Affiliation:
1. Raghu Institute of Technology, Visakhapatnam, AP, India
Abstract
Goal three of the UN’s Sustainable Development Goal is focused on promoting good health and well-being, with a specific emphasis on addressing the challenges posed by non-communicable diseases. One of the objectives for this goal is to reduce premature mortality from non-communicable diseases by a third by the year 2030. Chronic kidney disease (CKD) is a major contributor to morbidity and mortality from non-communicable diseases, affecting between 10 and 15% of the global population. Early and accurate detection of the stages of CKD is considered vital in order to minimize the impact of the associated health complications, such as hypertension, anemia, mineral bone disorder, poor nutritional health, acid base abnormalities, and neurological complications. To this end, machine learning techniques have been used in various research studies to detect CKD at an early stage. However, previous research has not focused on specific stage prediction.

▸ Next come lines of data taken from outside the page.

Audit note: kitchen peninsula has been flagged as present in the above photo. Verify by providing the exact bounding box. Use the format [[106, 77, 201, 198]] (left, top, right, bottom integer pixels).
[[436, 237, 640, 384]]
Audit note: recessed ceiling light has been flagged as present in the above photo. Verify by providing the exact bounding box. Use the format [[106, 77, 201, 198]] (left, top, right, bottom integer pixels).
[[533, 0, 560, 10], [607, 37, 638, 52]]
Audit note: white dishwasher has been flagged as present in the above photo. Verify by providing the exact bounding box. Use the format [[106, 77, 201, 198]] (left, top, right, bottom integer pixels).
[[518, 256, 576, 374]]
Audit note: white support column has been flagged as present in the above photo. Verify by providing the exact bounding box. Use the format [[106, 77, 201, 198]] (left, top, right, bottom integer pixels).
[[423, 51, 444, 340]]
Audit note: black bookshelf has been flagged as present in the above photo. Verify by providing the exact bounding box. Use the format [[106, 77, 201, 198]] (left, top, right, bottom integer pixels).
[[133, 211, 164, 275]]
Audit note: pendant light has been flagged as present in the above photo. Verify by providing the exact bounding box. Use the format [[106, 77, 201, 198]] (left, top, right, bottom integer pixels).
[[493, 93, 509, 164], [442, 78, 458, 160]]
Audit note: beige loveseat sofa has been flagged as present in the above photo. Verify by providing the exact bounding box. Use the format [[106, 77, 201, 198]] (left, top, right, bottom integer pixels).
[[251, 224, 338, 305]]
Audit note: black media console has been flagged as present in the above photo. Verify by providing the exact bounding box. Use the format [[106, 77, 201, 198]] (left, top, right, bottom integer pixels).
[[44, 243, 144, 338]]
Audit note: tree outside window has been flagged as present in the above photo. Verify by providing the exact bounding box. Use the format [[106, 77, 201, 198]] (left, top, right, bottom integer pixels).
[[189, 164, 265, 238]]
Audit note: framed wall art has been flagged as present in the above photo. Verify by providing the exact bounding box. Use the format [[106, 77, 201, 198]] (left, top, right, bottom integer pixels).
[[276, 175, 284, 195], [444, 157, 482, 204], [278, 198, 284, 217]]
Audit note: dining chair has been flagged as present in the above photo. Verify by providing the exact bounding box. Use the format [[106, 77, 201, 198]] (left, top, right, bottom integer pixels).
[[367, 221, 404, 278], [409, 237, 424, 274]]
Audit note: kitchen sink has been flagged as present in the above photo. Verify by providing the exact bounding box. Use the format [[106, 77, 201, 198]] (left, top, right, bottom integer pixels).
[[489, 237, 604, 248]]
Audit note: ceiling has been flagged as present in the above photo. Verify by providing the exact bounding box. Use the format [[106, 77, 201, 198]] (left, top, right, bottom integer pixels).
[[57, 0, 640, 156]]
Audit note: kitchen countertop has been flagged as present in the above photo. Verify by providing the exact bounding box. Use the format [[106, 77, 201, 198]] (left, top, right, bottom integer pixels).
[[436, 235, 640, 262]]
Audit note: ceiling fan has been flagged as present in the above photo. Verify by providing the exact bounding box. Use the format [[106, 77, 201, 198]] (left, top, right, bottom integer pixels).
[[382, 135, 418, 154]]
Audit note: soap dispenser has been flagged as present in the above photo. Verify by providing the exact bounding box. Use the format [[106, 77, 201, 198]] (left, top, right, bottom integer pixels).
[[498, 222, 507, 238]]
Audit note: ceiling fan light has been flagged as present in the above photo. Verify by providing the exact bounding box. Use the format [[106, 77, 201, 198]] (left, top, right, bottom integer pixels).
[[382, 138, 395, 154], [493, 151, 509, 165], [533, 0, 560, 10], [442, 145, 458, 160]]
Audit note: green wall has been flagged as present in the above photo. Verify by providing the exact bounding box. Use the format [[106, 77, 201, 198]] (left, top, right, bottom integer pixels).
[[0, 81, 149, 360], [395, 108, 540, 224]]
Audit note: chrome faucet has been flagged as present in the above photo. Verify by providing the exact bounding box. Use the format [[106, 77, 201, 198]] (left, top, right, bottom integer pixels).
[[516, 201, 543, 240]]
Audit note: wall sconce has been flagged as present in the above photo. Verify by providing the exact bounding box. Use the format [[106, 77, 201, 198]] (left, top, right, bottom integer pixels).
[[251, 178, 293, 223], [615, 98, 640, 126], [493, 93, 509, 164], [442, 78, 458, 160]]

In this study, both binary and multi-classification for stage prediction were carried out using Random Forest (RF), Support Vector Machine (SVM), and Decision Tree (DT) prediction models. Analysis of variance and recursive feature elimination were applied for feature selection, and tenfold cross-validation was used to evaluate the models. The results showed that RF based on recursive feature elimination with cross-validation had better performance than SVM and DT for stage prediction of CKD. This research has the potential to lead to earlier detection and intervention, ultimately reducing premature mortality from non-communicable diseases as outlined in the UN's Sustainable Development Goal of good health and well-being.